With mobile payment taking the lead in cardless payment, will wearables be the next big thing in payments? What can the payment wearables tech firms do to encourage adoption?
Security is the key concern for the payment industry, be it online, card, mobile or wearables. Consumers are concerned with security issues such as identification, fraud, loss of information, etc. at all times, whether they are using or not using the wearable, or when the wearable is lost. Tech companies will need to address these concerns, for example, an account control to terminate payment function during the loss of device as what is currently done with credit cards
2. Utility vs Price
Utility and Price are general concerns for customer adoption.

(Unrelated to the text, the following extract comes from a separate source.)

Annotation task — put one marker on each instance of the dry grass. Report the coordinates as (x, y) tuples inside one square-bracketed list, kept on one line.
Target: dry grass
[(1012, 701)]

Wearables are not mobile phone replacement (yet) for most designs in the market currently. Most wearables in the market now are either smart watches or fitness bands.

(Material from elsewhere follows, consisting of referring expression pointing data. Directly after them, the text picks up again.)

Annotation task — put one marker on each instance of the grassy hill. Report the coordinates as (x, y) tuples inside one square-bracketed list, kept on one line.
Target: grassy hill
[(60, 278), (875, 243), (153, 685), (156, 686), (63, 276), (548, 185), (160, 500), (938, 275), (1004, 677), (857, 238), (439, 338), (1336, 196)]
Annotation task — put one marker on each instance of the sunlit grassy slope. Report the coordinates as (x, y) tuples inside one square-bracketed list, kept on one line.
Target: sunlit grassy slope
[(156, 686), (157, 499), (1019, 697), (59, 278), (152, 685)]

If payment wearables are to be a watch replacement and yet complementary to a mobile phone at the same time, the possibility of increasing customer adoption could lie with utility, being what function and the usefulness of the functions the wearable has, and price, being how much consumers are willing to pay for the wearable given i) the functions the wearable has, ii) how they are using the wearable, and iii) the affordability of the consumers in a particular market. We feel that prices of such time wearable should not bear a high price tag given that it is still an electronic device and higher chance of older models getting obsolete fast.
If payment wearables are not even a watch replacement, for example, fitness bands. We feel that consumers are likely to expect the wearable to be much cheaper than a time wearable unless there are differentiation factors, such as the material used, or perhaps brand endorsement by a luxury brand.
Customer adoption rate is also dependent on how convenient it is to use the wearable to pay, meaning how widely it will be accepted for payment, especially for retail purchase. Another angle could also be whether each wearable is simply linked to one payment/bank account or linked to multiple payment/bank accounts.
Tractica forecasts that wearable payment transaction volume will grow from $3.1 billion in 2015 to $501.1 billion worldwide by 2020, by which time wearable payments (i.e. smart watches) will represent approximately 20% of the total mobile proximity transaction volume and about 1% of total cashless transactions in retail. Whether or not this will happen, remains to be seen.